A note on coconut milk
Coconut milk will whip just like cream, as long as you use the thicker kind, not the “coconut milk beverage” that’s intended to replace a glass of milk.
The thicker type is sometimes called coconut cream, and often comes in cans. I prefer brands without any added guar gum or other thickeners, and BPA-free is an added bonus. Ideally, the ingredients should be only coconut and water.
Don’t use low-fat coconut milk- it will probably have a lot of added thickeners, stablizers, etc.. As well, the fat in coconut milk (coconut oil) is a medium-chain triglyceride that can actually help you burn fat. Coconut oil also has benefits for healthy aging, including possibly protecting us against Alzheimer’s.

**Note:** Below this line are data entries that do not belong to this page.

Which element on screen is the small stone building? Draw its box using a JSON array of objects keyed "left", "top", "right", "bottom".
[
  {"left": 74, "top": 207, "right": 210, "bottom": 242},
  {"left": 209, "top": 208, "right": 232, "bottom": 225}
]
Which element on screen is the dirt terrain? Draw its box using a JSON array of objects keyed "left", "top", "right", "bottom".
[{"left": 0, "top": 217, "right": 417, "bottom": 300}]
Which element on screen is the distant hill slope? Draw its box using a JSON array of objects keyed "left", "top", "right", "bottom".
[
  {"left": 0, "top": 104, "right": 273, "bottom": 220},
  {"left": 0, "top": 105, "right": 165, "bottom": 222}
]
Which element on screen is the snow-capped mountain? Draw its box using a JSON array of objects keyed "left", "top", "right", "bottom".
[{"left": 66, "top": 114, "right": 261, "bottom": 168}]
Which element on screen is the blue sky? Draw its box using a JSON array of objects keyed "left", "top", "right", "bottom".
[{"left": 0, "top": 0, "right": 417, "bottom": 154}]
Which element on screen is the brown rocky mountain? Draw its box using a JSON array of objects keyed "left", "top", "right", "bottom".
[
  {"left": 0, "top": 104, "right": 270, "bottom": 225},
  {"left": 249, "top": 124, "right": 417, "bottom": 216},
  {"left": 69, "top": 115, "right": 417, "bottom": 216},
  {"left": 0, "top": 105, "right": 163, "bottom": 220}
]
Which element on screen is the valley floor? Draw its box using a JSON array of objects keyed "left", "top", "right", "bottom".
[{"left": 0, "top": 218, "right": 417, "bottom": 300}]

My favourite brands of coconut milk:
Stuff you need:
- 2 cups of whipping cream or thick coconut milk/ coconut cream — see note on coconut milk above
- 2 tablespoons of cocoa or carob
- Optional: Berries and mint tops for garnish
- Whip the cream or coconut milk until it holds stiff peaks
- Fold in the cocoa or carob
- If using a sweetener (not recommended), mix it in
- Put in individual bowls and garnish, et voila!
This keeps well in the fridge. Serves 4.
*From Wikipedia: Theobroma…from the Greek words θεός (theos), meaning “god,” and βρῶμα (broma), meaning “food”. It translates to “food of the gods.” Theobroma cacao, the best known species of the genus, is used for making chocolate.